Even assuming that both parties were guilty of the violation, it does not
always follow, as is appellant's contention, that both parties being in pari
delicto, should be left where they are. It has been held that "although the
parties are in pari delicto, yet the court may interfere and grant relief at the
suit of one of them, where public policy requires its intervention, even though
the result may be that a benefit will be derived by a plaintiff who is in equal
guilt with defendant."[4] In the case at bar, there is no question that contracts
and agreements concerning the transfer of rights or ownership of shares of
stock in a tour operator or agency should be as would assure the best
protection of the public, for as admitted by the appellant himself, the
"Department of Tourism would like to assure itself that the shares of stock
would not be sold to persons unfit to engage in the business of tour
operation," in line with the policy of the Government to make the tourist
industry a positive instrument towards accelerated national development.
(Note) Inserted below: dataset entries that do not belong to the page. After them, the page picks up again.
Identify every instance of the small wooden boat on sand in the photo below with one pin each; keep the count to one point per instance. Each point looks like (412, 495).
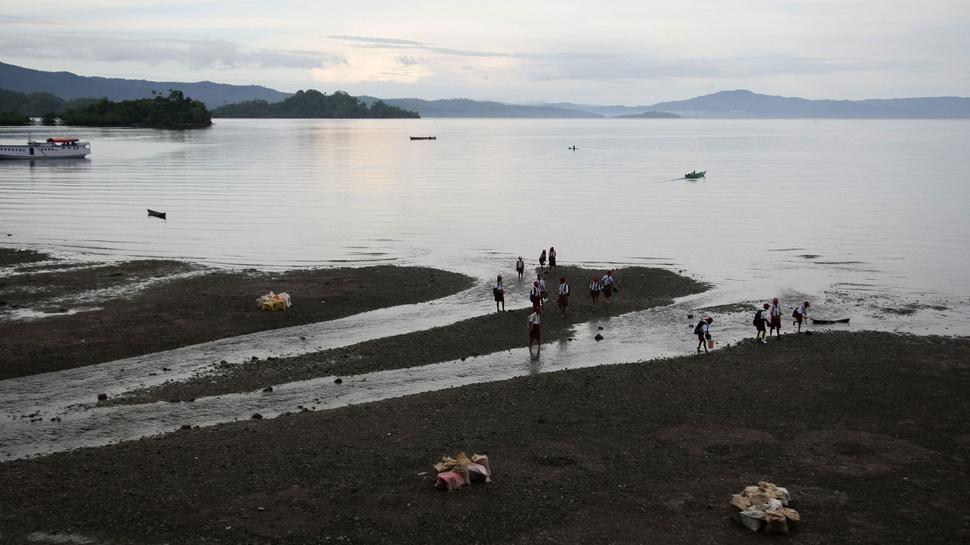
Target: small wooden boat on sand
(830, 320)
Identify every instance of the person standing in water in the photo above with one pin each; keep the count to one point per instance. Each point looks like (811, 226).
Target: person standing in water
(607, 282)
(761, 318)
(702, 331)
(594, 290)
(800, 314)
(499, 292)
(775, 324)
(535, 328)
(536, 295)
(563, 295)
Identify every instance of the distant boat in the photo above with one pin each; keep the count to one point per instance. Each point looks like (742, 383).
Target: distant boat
(53, 148)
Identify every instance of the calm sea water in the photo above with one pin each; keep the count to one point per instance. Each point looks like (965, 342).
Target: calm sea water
(867, 219)
(788, 206)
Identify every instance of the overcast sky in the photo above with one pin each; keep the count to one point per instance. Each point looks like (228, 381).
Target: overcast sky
(591, 52)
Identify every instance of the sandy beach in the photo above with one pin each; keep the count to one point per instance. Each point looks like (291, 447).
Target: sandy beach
(868, 431)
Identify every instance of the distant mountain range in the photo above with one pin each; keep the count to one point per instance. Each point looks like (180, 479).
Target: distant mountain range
(725, 104)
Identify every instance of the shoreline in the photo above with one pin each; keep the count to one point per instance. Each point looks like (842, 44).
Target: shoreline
(868, 431)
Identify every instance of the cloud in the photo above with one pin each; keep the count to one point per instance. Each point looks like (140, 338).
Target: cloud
(193, 54)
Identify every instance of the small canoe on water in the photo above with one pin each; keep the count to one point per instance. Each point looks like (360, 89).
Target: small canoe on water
(830, 321)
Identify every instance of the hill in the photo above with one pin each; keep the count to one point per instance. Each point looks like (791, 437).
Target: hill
(70, 86)
(460, 107)
(724, 104)
(745, 104)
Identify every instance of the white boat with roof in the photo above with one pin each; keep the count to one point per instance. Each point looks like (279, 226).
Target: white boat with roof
(52, 148)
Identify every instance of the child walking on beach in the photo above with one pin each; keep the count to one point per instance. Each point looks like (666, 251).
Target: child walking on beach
(761, 318)
(499, 292)
(775, 318)
(535, 329)
(594, 290)
(702, 331)
(799, 314)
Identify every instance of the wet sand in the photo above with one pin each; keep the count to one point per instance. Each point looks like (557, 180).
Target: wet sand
(868, 431)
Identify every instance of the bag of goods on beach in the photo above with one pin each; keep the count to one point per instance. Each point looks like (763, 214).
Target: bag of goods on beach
(763, 507)
(453, 473)
(273, 301)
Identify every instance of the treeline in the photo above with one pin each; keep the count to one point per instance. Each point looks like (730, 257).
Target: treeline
(172, 111)
(313, 104)
(17, 108)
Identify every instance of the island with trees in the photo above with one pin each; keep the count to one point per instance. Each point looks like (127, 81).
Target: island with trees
(174, 111)
(312, 104)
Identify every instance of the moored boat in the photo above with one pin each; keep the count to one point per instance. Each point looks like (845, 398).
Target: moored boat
(52, 148)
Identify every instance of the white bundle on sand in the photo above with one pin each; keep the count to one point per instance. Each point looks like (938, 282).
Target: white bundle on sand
(764, 506)
(453, 473)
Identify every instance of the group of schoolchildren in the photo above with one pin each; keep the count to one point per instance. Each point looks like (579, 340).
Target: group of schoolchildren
(766, 321)
(605, 285)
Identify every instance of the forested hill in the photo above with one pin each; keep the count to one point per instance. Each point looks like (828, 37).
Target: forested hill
(70, 86)
(313, 104)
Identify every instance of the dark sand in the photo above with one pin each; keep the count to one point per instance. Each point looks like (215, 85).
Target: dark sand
(868, 431)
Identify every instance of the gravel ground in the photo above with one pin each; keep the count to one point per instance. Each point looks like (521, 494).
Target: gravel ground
(868, 431)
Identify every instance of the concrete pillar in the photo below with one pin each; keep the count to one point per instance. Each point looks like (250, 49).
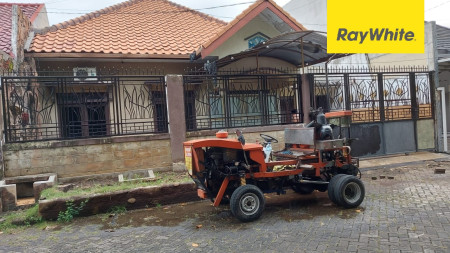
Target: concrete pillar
(306, 98)
(8, 196)
(177, 120)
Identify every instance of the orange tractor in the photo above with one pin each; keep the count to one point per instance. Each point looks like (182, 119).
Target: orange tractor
(232, 171)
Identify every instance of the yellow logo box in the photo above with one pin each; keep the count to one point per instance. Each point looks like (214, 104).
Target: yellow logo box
(381, 26)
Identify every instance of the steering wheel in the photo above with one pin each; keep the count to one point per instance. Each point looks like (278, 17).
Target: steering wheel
(268, 138)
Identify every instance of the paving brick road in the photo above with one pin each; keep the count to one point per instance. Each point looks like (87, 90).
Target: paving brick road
(410, 213)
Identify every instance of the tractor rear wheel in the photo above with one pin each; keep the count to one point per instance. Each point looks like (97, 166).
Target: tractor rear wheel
(331, 187)
(247, 203)
(349, 191)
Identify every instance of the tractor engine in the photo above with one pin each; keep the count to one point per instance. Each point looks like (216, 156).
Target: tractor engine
(222, 162)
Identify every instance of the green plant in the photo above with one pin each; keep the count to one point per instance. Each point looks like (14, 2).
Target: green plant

Pursuant thereto, Presidential Decree No. 189, creating the Department of
Tourism, expressly confers upon it the function of licensing, regulating and
supervising travel agents, tour operators and tour guides,[5] to see to it that
only those persons and entities who are fit and responsible should engage in
tour operation business. Accordingly, the Department of Tourism
promulgated its "Rules and Regulations Governing the Business of Tour
Operators and Tour Guides,"[6] providing, among others, that prior approval
of the Department of Tourism is a requisite for the validity of transfers of
rights, of ownership of shares of stock in a tour operator or agency, and that a
violation of this rule and regulation is a ground for suspension/cancellation of
license and/or forfeiture of bond.
"Sec. 4-B. Any person violating or causing to violate any provision of this
Decree or of the rules and regulations or circulars promulgated by the
Department of Tourism pursuant to its power to license, classify, regulate
and/or supervise the operation of all persons, businesses establishments,
facilities and services that cater to, or have any thing to do with travelers and
tourists, both international and domestic, shall upon, conviction by a court of
competent jurisdiction, suffer the penalty of imprisonment of not less than
two (2) years nor more than five (5) years or a fine of not less than two
thousand pesos nor more than five thousand pesos or both, at the discretion of
the Court. In addition thereto such violation shall ipso facto constitute a valid
ground for the revocation of all privileges, permits and authorization granted
to such persons or entity under this Decree by the Department of Tourism. x
x x" (Underscoring supplied).
SO ORDERED.
CONCURRING OPINION
AQUINO, J.:
I concur in the result. The stock purchase agreement is not a contrato nulo,
anulable or unenforceable contract. It is a rescissible contract under articles
1191, 1547(2) and 1599(4) of the Civil Code because the seller, Conrado
Velayo, failed to comply with his representation and warranty in paragraph
III(b) and (f) of the contract of sale (Exh. A) that Ric Tours of the
Philippines, Inc. is a domestic corporation "in good standing and is engaged
in the business of transporting, entering and servicing of tourists" and "is duly
authorized and licensed to operate as a tour operator by the Department of
Tourism" (pp. 20-21, Record on Appeal).
Not to rescind the contract and not to require Velayo to return the price of
P367,500 with legal rate of interest would enable him to enrich himself
unjustly at the expense of the Yuchengcos.